Voldemort felt inside his magic. He was looking for the tethers between him and his horcruxes. But he couldn't feel them. If he wasn't tethered, when he died, the horcrux wouldn't bind him to the earth. No, his precious treasures weren't going to work. Something in that wine was killing him; another thing was binding his magic; and something else entirely seemed to be shredding at his very soul. What magic could do this?

Voldemort expired. His body remained behind. He did not flutter off in his spirit form to possess another person or perhaps a little animal of some sort. No, Voldemort just died, as a mortal would.

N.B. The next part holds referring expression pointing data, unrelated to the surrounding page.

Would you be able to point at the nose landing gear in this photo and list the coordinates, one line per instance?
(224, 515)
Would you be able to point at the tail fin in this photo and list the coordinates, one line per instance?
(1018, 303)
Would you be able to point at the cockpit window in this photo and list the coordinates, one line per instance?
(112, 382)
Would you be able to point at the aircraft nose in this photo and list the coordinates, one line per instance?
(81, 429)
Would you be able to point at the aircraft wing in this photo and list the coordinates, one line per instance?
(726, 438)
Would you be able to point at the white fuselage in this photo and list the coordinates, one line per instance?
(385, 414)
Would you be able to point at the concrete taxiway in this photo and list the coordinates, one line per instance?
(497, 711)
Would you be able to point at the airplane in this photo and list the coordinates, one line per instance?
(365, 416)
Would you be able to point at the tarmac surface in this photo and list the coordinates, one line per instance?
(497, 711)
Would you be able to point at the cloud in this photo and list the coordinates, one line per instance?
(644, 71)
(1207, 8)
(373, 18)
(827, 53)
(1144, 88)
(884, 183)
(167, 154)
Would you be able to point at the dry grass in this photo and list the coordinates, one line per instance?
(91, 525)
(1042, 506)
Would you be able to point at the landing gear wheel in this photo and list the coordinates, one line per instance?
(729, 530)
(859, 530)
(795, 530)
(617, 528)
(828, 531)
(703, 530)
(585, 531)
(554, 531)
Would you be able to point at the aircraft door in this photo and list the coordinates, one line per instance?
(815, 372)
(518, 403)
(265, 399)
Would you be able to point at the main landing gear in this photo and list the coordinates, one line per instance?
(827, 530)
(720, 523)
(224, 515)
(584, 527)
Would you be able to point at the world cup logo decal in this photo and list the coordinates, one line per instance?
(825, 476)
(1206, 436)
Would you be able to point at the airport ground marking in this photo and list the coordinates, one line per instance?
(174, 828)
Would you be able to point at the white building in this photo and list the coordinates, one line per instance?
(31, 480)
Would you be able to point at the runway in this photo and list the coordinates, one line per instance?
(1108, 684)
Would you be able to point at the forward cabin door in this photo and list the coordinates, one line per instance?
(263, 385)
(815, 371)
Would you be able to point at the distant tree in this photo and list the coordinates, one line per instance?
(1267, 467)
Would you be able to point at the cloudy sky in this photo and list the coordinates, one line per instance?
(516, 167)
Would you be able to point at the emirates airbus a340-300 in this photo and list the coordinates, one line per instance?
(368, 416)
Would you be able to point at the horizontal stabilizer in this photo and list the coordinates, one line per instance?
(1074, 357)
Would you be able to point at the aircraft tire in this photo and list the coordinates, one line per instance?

And thus did Lord Voldemort die by Harry Potter's hand.

Harry had mixed a small amount of fermented wine with every poison and foul thing he could order by owl post. And when he'd tossed it all together, and added a little heat, it actually smelled a bit like red wine. But it was the most deadly colloidal suspension ever created – bloods of every foul beast, poisons from the most lethal sources, and a touch of the old vine.

He kept another ten bottles of the Chateau d'Chevalier Magie – Special Bottling on hand for extraordinary circumstances. The Normal Bottling, as the nonlethal stock was named, sold quite well in boutique wine stores throughout France and beyond.

And, in his mind, Harry Potter was actually just a bit thankful for how stupid, venal, and deluded Cornelius Fudge had been. Harry actually enjoyed his life now. Enjoyed it quite a lot. Too bad the Wizengamot had had such a rough week of it. Oh well, Sirius would enjoy shaking things up a bit as Interim Minister, Harry knew.

Harry sipped at a glass of the Normal Bottling. Quite nice. Pears, earthy, maybe an undertone of chocolate, too. Pure heaven.